Personal information
- Full name: Baltasar Rigo Cifré
- Date of birth: 26 June 1985 (age 40)
- Place of birth: Campos, Spain
- Height: 1.85 m (6 ft 1 in)
- Position: Centre-back

Team information
- Current team: Campos

Youth career
- Campos
- Mallorca

Senior career*
- Years: Team / Apps / (Gls)
- 2004–2006: Mallorca B / 5 / (0)
- 2006–2009: Huesca / 47 / (4)
- 2009–2010: Almería B / 24 / (2)
- 2010: Almería / 1 / (0)
- 2011: Huesca / 11 / (0)
- 2011–2012: Girona / 10 / (1)
- 2012: Numancia / 1 / (0)
- 2013–2014: Tenerife / 12 / (1)
- 2014–2015: Campos / 5 / (1)
- 2015: Guiljuelo / 7 / (0)
- 2015–2017: Llosetense / 45 / (5)
- 2017–: Campos / 103 / (8)

= Baltasar Rigo =

Spanish footballer

Baltasar Rigo Cifré (born 26 June 1985) is a Spanish footballer who plays as a central defender for Tercera Federación club CE Campos.

==Club career==
Rigo was born in Campos, Mallorca, Balearic Islands. A product of local RCD Mallorca's youth ranks, he made his senior debut in the 2004–05 season in the Segunda División B, being relegated. After a second year, he signed for SD Huesca in the same league, appearing in only two matches as the Aragonese club achieved a first-ever promotion to Segunda División in 2008 (22 minutes of action).

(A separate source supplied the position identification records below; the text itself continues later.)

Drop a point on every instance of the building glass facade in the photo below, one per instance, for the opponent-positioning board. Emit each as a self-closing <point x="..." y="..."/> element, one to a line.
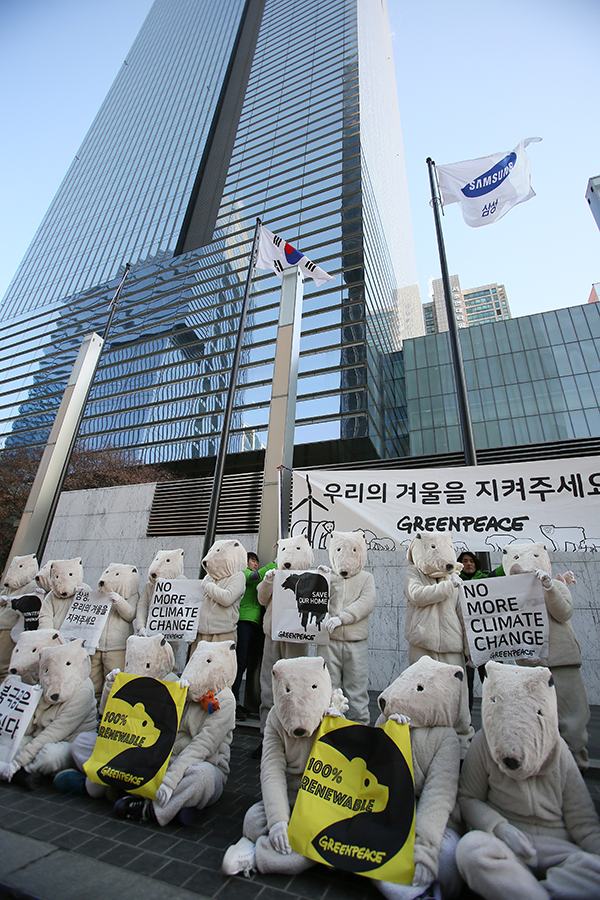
<point x="532" y="379"/>
<point x="307" y="149"/>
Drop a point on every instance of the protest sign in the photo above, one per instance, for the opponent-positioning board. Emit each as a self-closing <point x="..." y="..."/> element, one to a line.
<point x="18" y="703"/>
<point x="175" y="608"/>
<point x="485" y="508"/>
<point x="505" y="618"/>
<point x="355" y="808"/>
<point x="137" y="733"/>
<point x="300" y="606"/>
<point x="86" y="618"/>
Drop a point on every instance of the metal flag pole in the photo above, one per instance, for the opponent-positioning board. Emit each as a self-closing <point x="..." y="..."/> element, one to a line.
<point x="211" y="523"/>
<point x="464" y="412"/>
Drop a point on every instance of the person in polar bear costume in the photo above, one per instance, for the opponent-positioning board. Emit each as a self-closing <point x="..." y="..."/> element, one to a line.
<point x="351" y="602"/>
<point x="19" y="580"/>
<point x="536" y="832"/>
<point x="564" y="652"/>
<point x="224" y="587"/>
<point x="428" y="696"/>
<point x="121" y="584"/>
<point x="66" y="577"/>
<point x="293" y="553"/>
<point x="166" y="564"/>
<point x="151" y="657"/>
<point x="25" y="659"/>
<point x="199" y="765"/>
<point x="434" y="625"/>
<point x="68" y="706"/>
<point x="302" y="696"/>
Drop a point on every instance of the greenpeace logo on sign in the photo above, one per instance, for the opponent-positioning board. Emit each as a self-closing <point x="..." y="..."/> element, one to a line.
<point x="491" y="179"/>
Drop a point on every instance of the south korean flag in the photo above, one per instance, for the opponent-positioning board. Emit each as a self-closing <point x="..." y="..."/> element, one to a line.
<point x="276" y="254"/>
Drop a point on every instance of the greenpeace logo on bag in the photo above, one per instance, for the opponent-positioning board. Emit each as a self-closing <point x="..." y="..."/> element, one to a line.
<point x="490" y="180"/>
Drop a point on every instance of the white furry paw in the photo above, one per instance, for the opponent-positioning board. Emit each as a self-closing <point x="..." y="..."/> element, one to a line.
<point x="163" y="795"/>
<point x="401" y="720"/>
<point x="278" y="837"/>
<point x="333" y="623"/>
<point x="339" y="701"/>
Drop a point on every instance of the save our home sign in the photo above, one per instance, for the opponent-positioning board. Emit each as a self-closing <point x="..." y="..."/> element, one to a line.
<point x="505" y="618"/>
<point x="485" y="508"/>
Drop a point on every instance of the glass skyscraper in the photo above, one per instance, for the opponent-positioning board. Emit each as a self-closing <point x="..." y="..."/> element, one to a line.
<point x="223" y="111"/>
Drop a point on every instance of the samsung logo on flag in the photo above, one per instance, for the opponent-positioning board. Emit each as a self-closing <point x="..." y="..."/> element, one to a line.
<point x="490" y="180"/>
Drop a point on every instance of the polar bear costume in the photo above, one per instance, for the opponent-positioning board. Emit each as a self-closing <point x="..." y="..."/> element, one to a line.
<point x="302" y="696"/>
<point x="66" y="577"/>
<point x="564" y="652"/>
<point x="293" y="553"/>
<point x="121" y="584"/>
<point x="67" y="707"/>
<point x="199" y="765"/>
<point x="166" y="564"/>
<point x="537" y="833"/>
<point x="19" y="580"/>
<point x="224" y="587"/>
<point x="351" y="602"/>
<point x="25" y="659"/>
<point x="429" y="693"/>
<point x="434" y="624"/>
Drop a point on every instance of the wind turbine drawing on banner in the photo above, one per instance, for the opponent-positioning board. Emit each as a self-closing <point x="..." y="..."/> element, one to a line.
<point x="310" y="500"/>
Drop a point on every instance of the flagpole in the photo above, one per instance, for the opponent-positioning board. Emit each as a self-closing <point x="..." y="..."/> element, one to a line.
<point x="464" y="413"/>
<point x="211" y="523"/>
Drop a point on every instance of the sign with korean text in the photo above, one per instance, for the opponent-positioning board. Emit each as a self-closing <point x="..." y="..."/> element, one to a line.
<point x="175" y="608"/>
<point x="18" y="703"/>
<point x="505" y="618"/>
<point x="485" y="508"/>
<point x="86" y="618"/>
<point x="137" y="734"/>
<point x="300" y="606"/>
<point x="355" y="808"/>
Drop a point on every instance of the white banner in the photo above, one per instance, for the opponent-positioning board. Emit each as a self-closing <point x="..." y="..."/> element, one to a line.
<point x="18" y="702"/>
<point x="175" y="608"/>
<point x="86" y="618"/>
<point x="505" y="618"/>
<point x="300" y="605"/>
<point x="484" y="507"/>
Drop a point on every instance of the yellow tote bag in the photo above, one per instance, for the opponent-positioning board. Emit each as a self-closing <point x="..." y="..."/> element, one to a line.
<point x="137" y="733"/>
<point x="355" y="809"/>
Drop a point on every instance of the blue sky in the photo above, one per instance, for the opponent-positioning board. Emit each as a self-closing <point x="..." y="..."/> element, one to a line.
<point x="474" y="77"/>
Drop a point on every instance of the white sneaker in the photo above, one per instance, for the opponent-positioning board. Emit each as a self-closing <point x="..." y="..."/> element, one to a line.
<point x="240" y="857"/>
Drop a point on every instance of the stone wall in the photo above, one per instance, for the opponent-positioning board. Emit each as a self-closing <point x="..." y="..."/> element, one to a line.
<point x="109" y="525"/>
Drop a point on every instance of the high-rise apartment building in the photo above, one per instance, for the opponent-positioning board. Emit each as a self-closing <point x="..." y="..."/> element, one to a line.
<point x="475" y="306"/>
<point x="223" y="111"/>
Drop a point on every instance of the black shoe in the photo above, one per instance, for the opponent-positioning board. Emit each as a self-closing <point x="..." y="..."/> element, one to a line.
<point x="138" y="809"/>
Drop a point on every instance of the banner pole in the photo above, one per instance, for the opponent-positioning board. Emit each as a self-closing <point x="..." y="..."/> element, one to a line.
<point x="211" y="523"/>
<point x="464" y="412"/>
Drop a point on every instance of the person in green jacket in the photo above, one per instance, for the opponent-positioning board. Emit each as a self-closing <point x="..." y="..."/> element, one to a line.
<point x="471" y="571"/>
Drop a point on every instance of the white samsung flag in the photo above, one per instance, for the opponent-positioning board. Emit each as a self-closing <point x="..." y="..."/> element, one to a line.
<point x="275" y="253"/>
<point x="488" y="187"/>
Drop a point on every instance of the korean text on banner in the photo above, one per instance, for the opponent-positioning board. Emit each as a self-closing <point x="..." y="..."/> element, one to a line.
<point x="555" y="501"/>
<point x="300" y="606"/>
<point x="175" y="609"/>
<point x="86" y="618"/>
<point x="18" y="703"/>
<point x="355" y="808"/>
<point x="505" y="618"/>
<point x="488" y="187"/>
<point x="137" y="734"/>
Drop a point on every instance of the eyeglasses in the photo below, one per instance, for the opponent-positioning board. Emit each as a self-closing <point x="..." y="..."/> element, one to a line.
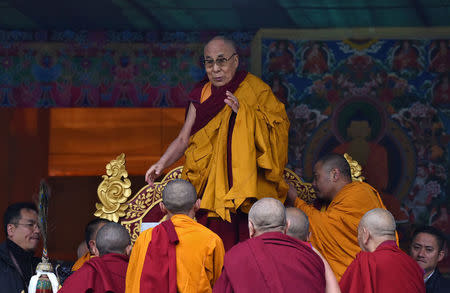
<point x="221" y="61"/>
<point x="30" y="226"/>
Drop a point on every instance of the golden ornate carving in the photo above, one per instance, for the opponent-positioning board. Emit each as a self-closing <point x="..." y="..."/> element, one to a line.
<point x="114" y="191"/>
<point x="144" y="200"/>
<point x="355" y="168"/>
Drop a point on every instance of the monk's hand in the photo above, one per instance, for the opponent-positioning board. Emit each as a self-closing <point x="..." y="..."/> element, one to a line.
<point x="291" y="196"/>
<point x="232" y="101"/>
<point x="153" y="173"/>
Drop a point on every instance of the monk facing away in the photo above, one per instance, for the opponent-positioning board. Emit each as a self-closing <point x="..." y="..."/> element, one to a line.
<point x="381" y="267"/>
<point x="334" y="231"/>
<point x="271" y="261"/>
<point x="107" y="272"/>
<point x="235" y="140"/>
<point x="90" y="234"/>
<point x="298" y="227"/>
<point x="178" y="255"/>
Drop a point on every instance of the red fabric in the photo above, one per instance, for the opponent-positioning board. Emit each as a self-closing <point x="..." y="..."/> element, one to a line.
<point x="100" y="275"/>
<point x="159" y="273"/>
<point x="387" y="269"/>
<point x="213" y="105"/>
<point x="272" y="262"/>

In the summer of 2009, Rigo moved to Tercera División with UD Almería B on a free transfer, being an important defensive unit to help them promote to the third tier for the first time. Subsequently, he was promoted to the main squad by manager Juan Manuel Lillo, also signing a professional contract.

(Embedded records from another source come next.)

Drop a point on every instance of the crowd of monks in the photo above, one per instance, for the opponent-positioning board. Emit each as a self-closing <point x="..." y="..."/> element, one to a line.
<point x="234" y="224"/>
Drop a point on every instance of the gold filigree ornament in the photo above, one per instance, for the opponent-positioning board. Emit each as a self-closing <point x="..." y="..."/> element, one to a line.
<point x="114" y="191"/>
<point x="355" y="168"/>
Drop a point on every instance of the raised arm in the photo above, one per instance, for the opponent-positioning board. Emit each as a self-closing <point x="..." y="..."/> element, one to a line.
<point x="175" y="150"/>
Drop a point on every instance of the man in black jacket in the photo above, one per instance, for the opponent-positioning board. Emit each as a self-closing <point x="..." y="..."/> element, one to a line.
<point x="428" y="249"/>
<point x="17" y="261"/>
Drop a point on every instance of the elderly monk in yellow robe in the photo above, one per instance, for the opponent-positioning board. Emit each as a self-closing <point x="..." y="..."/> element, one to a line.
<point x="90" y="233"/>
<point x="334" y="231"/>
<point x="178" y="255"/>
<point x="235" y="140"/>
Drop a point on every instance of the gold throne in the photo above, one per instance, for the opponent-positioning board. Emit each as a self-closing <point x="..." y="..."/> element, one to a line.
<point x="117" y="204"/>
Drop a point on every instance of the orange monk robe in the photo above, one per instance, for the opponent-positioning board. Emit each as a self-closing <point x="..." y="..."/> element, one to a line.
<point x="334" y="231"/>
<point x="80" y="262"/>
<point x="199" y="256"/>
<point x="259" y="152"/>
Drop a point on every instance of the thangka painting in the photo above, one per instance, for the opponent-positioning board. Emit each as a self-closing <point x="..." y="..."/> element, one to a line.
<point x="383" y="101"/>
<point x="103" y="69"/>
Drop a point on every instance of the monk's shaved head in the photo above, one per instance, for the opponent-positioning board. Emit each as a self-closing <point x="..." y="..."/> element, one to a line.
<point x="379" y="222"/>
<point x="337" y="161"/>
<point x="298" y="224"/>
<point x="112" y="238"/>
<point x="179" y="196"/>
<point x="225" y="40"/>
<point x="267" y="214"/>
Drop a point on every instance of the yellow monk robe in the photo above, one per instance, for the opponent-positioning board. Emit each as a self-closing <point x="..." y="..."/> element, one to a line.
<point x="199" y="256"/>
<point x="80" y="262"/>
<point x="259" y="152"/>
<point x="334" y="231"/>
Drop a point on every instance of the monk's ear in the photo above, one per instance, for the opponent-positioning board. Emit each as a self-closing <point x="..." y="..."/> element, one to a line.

On 5 December 2010, Rigo made his debut for Almería's first team, starting – but also conceding a penalty and being booked – in a 1–1 home draw against Real Zaragoza for his only La Liga appearance. In the following transfer window, however, he left Andalusia and returned to Huesca.

Rigo joined fellow second-division Girona FC on 5 July 2011. He scored his only goal as a professional on 26 August, but in a 1–4 home loss to Elche CF.